Hamilton recommends $22M Norwalk capital budget

Norwalk Finance Director Thomas Hamilton released his 2014-15 capital budget recommendation Friday.

Updated, 5:54 p.m., comment from Bruce Kimmel, emails attached; updated 6:10 p.m. Feb. 4 to remove ambiguous language to make it clear this is a budget recommendation only.

NORWALK, Conn. – Norwalk’s finance director on Friday released a 2014-15 capital budget recommendation that is $2.7 million higher than it was expected to be one year ago. Much of that increase would go to one-time expenses at the Board of Education, including $1.7 million for school safety.

Thomas Hamilton’s recommended 2014-15 capital budget is for $22.36 million, of which $19.78 million would be paid from the general fund. The rest would be paid by a $628,838 Local Capital Improvement Program (LoCIP) state grant and $1.95 million in Water Pollution Control Authority (WPCA) revenues.

The five-year plan calls for a gross expenditure of $108.4 million, a net expense to the general fund of $91.2 million. The city is expected to pay off $86.3 million of capital debt in that time, so the overall debt would increase in that time by $4.9 million.

Hamilton has projected an increase in taxes of 1.8 percent over five years as a result of capital expenses. In submitting a capital budget recommendation last year, Hamilton projected a 1.3 percent increase over five years.

“There is nothing on the horizon to suggest that other expenses will be going down to offset increases in debt service; indeed, all indications are that costs such as charter-mandated pension contributions, health insurance costs and various other expense drivers will compound future expenditure growth,” Hamilton wrote in the letter, attached below.

Common Council Finance Committee Chairman Bruce Kimmel (D-At Large) said Wednesday that the BOE’s capital request is likely to be funded.

“These are one-shot expenses and the interest rates are low, so hopefully we can figure out a way to fund it,” he said.

Hamilton’s recommendation includes $2.4 million for Common Core State Standards. Common Core would be bonded over five years instead of the customary 15- to 20-year period. Last year, Hamilton had projected spending $1.4 million this year on Common Core. The BOE had requested a total of $4,164,200 over the two years going into the 2013-14 budget. With this year’s recommendation, the BOE two-year approval for Common Core implementation would total $4,458,200, about $300,000 more than originally requested. The original two-year request was made before Superintendent Manny Rivera was hired.

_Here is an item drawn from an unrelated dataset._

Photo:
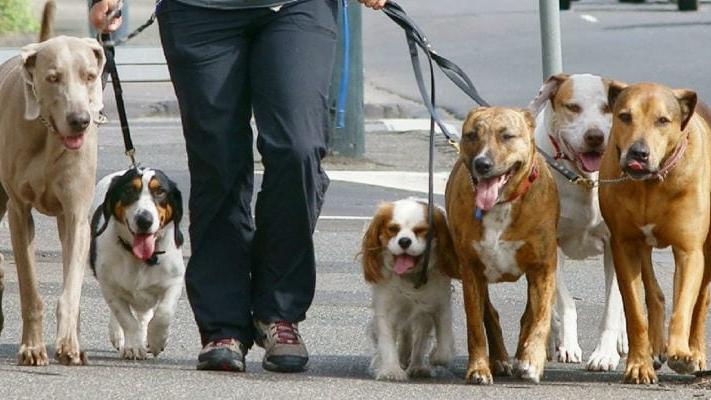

Officials said at Wednesday’s combined Common Council Finance Committee/ Board of Education meeting that the school safety expenditure could have been avoided, but Norwalk missed the opportunity to qualify for grants to cover the expenses. Norwalk got $40,000 in grant money for school safety when it was possible to get much more, Rivera said. The grant money was based on a percentage of what had been budgeted for school security.

“Had we budgeted this amount a year ago, or half that, our grant would have been significantly higher,” Superintendent Manny Rivera said.

The capital budget request for the Rowayton Elementary School construction project has jumped by $400,000. That is because a state audit of another construction project has not gone the way Norwalk had hoped.

“The anticipation was that Norwalk was going to be getting up to $400,000 back from the state in reimbursements on the Norwalk High School project. … That turned out not to be an accurate expectation,” Hamilton said. “At this point, we have a couple of issues to potentially contest with the state, but the bottom line is for planning purposes we shouldn’t assume that we’re going to get anything back.”

Mayor Harry Rilling praised the BOE and Rivera for coming to the table with what he portrayed as a realistic budget.

“I want to applaud the Board of Ed working with Dr. Rivera to put together what I believe to be a very reasonable request for this year, something that I believe has not happened to this degree in the past,” Rilling said. “I think they worked very hard.”

Public Works is recommended to receive $8,798,000 in Hamilton’s 2014-15 capital budget plan. Last year’s Finance Department projection called for $10,128,000. The department would get $5 million for paving.

“Not every department is going to be 100 percent happy, but certainly I think the most important priorities are going to be included in the recommendation that comes out,” Hamilton said Wednesday.

“While I have not had an opportunity to go through the details of Mr. Hamilton’s recommendation, I am pleased that the BOE is receiving the funds necessary to implement common core and to enhance school safety,” Kimmel said in a Saturday email. “Also, I applaud his recommendation to continue our yearly road paving program to the tune of $5.2 million and to recommend an additional $500,000 for sidewalk repair. I look forward to going through his entire recommendation.”

There is a A Planning Commission public hearing on the capital budget at 7 p.m. scheduled for Wednesday has been postponed. Until 7 p.m. Wednesday, Feb. 12, in the Common Council Chambers.